Rodríguez-Núñez Antonio, Moure-González Jose, Rodríguez-Blanco Silvia, Oulego-Erroz Ignacio, Rodríguez-Rivas Paula, Cortiñas-Díaz Julio
Pediatric Emergency and Critical Care Division, Pediatric Area, Hospital Clinico Universitario de Santiago de Compostela, Galicia's Public Health System (SERGAS), A Choupana, s/n, Santiago de Compostela, Spain,
Eur J Pediatr. 2014 Oct;173(10):1387-90. doi: 10.1007/s00431-014-2329-z. Epub 2014 May 6.
Our objective was to test the ability of pediatric residents to intubate the trachea of infant and child manikins during continuous chest compressions (CC) by means of indirect videolaryngoscopy with Glidescope® versus standard direct laryngoscopy. A randomized crossover simulation trial was designed. Twenty-three residents trained to intubate child and infant manikins were eligible for the study.
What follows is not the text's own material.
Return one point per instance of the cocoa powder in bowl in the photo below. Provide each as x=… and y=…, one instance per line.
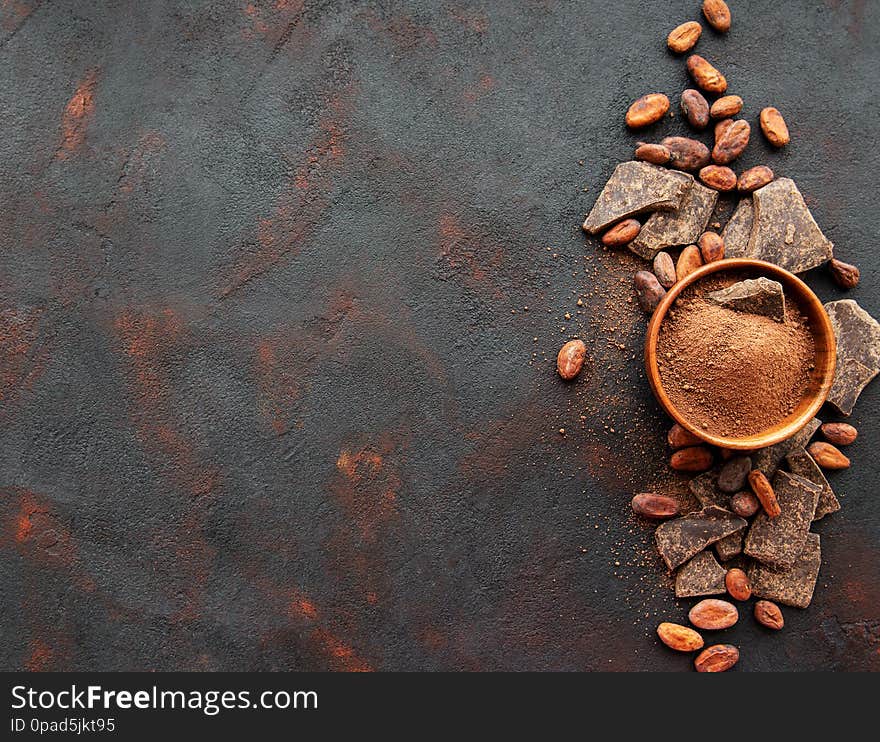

They were asked to perform tracheal intubation in manikins assisted by both standard laryngoscopy and Glidescope® while a colleague delivered uninterrupted chest compressions. In the infant cardiac arrest scenario, the median (IQR) total time for intubation was significantly shorter with the Miller laryngoscope [28.2 s (20.4-34.4)] than with Glidescope® [38.0 s (25.3-50.5)] (p = 0.021). The number of participants who needed more than 30 s to intubate the manikin was also significantly higher with Glidescope® (n = 13) than with the Miller laryngoscope (n = 7, p = 0.01). In the child scenario, the total time for intubation and number of intubation failures were similar with Macintosh and Glidescope® laryngoscopes. The participants' subjective difficulty of the procedure was similar for direct and videolaryngoscopy.
In simulated infant and child cardiac arrest scenarios, pediatric residents are able to intubate the trachea during CC. The videolaryngoscope Glidescope® does not improve performance in this setting.
我们的目的是通过使用Glidescope®间接视频喉镜与标准直接喉镜,测试儿科住院医师在持续胸外按压(CC)期间对婴幼儿模型进行气管插管的能力。设计了一项随机交叉模拟试验。23名接受过婴幼儿模型气管插管培训的住院医师符合研究条件。他们被要求在同事进行不间断胸外按压的情况下,分别使用标准喉镜和Glidescope®对模型进行气管插管。在婴儿心脏骤停模拟场景中,使用米勒喉镜插管的总时间中位数(IQR)[28.2秒(20.4 - 34.4)]显著短于使用Glidescope®[38.0秒(25.3 - 50.5)](p = 0.021)。使用Glidescope®插管时间超过30秒的参与者数量(n = 13)也显著高于使用米勒喉镜(n = 7,p = 0.01)。在儿童模拟场景中,使用麦金托什喉镜和Glidescope®喉镜插管的总时间和插管失败次数相似。参与者对直接喉镜和视频喉镜操作的主观难度相似。
在模拟的婴幼儿心脏骤停场景中,儿科住院医师能够在胸外按压期间进行气管插管。在这种情况下,视频喉镜Glidescope®并不能提高操作表现。